Начать блог на снобе
Все новости

Литература

Редакционный материал

Люба Макаревская: Третья стадия

Каждую неделю Илья Данишевский отбирает для «Сноба» самое интересное из актуальной литературы. Сегодня мы публикуем новый текст Любы Макаревской об одержимости, любви и фантазмах, сладких и мучительных

7 июня 2020 8:57

Эгон Шиле. «Смерть и дева», 1915 Иллюстрация: Wikipedia Commons

Я тоже была однажды человеком. Меня звали Сабина Шпильрейн.

В тот день ты действительно возник для меня – 
живой, злой, желающий̆ и бессильный. 

Елена Костылева

Когда ей стало так темно? Между сеансом один и сеансом два. Тошнота, кровь в горле.

День за днем она видела свою кровь в раковине. Когда ее снова и снова рвало после химиотерапии, она ложилась на живот, обводила глазами свою комнату в серо-голубых тонах и закрывала глаза. И вспоминала движения его рук по своим плечам, спине, бедрам и ягодицам. Его язык, ласкающий ее, и это ощущение совсем близкой смерти, уже тогда переходящее в боль.

И часами ей казалось, что ее внутренности как бы расчесаны и воспалены изнутри.

Вечер, когда он раздел ее и впервые увидел обнаженной, и долго гладил ее спину, и она слышала его сдавленный стон при взгляде на ее тело, и тогда она почувствовала нечто вроде гордости и удивления одновременно, как бы в полусне, то же самое сплетение тепла и удовольствия она чувствовала в детстве, когда ее отец читал ей сказки и его прокуренный голос проникал в ее ушные раковины, и, засыпая, она обнимала его, и только тогда она была не одна, и теперь, когда при взгляде на ее тело, он вдруг застонал, она снова была не одна. Тогда все происходящее между ними еще укладывалась в гладкую схему взаимного совращения.

А теперь он являлся ей во всех образах – от ее лечащего врача до бомжа, когда она шла по морозной улице с пакетами из супермаркета и повседневность возвращалась к ней после всего. 
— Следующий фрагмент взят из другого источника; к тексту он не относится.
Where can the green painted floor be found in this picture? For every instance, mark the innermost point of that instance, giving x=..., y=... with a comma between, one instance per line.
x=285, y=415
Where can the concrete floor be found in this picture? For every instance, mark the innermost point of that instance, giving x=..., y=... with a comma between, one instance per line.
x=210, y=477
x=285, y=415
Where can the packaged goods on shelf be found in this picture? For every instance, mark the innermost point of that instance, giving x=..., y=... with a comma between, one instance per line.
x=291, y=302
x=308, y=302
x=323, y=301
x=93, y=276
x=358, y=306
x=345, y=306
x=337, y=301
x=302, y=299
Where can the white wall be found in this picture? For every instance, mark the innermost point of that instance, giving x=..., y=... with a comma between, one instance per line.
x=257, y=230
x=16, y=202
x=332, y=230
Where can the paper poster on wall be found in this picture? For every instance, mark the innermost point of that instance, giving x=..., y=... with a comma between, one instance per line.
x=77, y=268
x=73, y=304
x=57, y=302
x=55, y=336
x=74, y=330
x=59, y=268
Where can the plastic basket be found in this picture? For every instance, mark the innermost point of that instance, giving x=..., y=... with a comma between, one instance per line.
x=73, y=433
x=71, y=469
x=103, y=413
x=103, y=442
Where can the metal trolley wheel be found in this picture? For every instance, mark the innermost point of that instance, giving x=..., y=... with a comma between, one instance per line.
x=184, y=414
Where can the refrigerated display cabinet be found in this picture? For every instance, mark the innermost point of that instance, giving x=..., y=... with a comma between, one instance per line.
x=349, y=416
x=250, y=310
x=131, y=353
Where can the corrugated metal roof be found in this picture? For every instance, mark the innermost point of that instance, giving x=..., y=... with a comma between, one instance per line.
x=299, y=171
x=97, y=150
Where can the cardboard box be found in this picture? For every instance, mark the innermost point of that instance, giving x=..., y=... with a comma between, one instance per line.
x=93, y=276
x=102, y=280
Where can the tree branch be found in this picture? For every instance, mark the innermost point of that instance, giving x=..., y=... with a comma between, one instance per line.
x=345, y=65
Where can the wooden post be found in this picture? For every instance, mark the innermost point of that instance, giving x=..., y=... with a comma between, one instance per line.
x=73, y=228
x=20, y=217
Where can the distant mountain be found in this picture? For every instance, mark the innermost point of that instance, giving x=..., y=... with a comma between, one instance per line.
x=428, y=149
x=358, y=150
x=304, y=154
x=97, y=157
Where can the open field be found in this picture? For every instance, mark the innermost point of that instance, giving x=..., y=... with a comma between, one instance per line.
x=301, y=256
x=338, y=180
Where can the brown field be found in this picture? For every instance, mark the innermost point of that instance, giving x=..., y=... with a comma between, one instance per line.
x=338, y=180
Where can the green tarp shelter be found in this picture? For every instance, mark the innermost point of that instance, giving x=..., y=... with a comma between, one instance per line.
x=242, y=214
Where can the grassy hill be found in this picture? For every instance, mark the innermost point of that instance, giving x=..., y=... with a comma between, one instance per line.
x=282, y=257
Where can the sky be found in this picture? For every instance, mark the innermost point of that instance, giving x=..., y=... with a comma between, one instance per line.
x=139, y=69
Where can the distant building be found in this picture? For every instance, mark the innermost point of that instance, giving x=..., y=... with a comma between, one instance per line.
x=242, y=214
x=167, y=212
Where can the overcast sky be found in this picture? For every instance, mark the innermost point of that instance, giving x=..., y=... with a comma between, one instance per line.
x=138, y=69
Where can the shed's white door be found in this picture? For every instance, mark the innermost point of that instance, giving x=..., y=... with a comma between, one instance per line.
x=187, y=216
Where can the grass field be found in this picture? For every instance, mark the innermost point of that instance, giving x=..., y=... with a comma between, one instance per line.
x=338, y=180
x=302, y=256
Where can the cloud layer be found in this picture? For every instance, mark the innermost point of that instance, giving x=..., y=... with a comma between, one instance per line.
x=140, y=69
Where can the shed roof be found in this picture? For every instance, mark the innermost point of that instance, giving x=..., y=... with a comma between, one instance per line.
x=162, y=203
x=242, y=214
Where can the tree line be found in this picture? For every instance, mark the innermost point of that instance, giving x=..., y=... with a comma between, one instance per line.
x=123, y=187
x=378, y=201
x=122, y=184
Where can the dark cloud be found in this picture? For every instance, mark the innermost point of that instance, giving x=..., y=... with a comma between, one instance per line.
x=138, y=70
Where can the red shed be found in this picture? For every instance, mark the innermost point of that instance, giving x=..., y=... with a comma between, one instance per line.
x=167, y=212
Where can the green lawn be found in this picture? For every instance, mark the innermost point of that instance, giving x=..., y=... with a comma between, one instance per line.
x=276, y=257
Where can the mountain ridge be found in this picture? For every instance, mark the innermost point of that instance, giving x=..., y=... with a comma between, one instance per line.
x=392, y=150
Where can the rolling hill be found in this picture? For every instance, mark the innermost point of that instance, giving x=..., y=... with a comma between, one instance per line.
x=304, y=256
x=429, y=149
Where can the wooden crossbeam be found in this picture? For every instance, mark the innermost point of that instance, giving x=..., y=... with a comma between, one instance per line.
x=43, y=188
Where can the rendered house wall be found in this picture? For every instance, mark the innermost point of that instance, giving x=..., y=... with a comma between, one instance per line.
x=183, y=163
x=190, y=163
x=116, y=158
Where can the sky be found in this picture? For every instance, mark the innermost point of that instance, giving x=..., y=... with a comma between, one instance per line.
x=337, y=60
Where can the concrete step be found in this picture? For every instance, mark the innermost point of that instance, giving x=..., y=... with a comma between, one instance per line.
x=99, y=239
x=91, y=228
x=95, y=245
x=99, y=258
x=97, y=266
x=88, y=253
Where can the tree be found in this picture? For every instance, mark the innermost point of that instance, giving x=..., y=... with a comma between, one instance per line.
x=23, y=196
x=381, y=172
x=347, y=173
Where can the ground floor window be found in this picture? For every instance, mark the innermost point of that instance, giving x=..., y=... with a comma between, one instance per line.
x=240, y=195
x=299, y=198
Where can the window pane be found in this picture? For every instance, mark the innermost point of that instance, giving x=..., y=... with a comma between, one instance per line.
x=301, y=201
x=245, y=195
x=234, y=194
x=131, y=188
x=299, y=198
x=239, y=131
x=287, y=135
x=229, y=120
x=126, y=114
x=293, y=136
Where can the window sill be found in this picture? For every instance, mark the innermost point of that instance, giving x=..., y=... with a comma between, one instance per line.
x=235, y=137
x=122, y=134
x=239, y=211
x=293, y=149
И во всех этих смутных видениях он набрасывался на нее и утягивал туда, откуда она не сможет вернуться, и ей хотелось кусать его, откусывать от него куски, вылизывать пространство между его пальцами – и хотелось уничтожить его и чтобы он снова уничтожил ее прежде споров болезни.

В зеркале ванной комнаты, снимая шелковый фиолетовый платок, который она, как чурбан, обматывала вокруг своей головы, она могла видеть свой абсолютно гладкий блестящий и лысый череп. 

Стрижка гарсон, светлые голубые джинсы, все еще полудетский силуэт – тогда он так любил ее волосы и тело. Теперь болезнь стерла ее, и все ее тело стало маленьким, сухим и ненужным. 

И рассматривая себя в зеркале, она думала о мертвом зверьке, о том, как очень давно в ее совсем уже прошлой жизни умирала ее кошка Мурка. Как пятнадцатилетняя Мурка на ее глазах становилась похожей вначале на птицу, потом на птенца, и она тогда не могла побороть свое отвращение к сладкому гнилому запаху смерти, ставшему исходить от Мурки, и почти не подходила к ней, и на уколы кошку возила ее мать. И теперь изредка стыд за то, что она тогда не прошла этот тест на человечность, возвращался к ней. Возвращался эхом запаха гнилого и сладкого, ей казалось, что теперь от нее самой исходит этот невыносимый запах. 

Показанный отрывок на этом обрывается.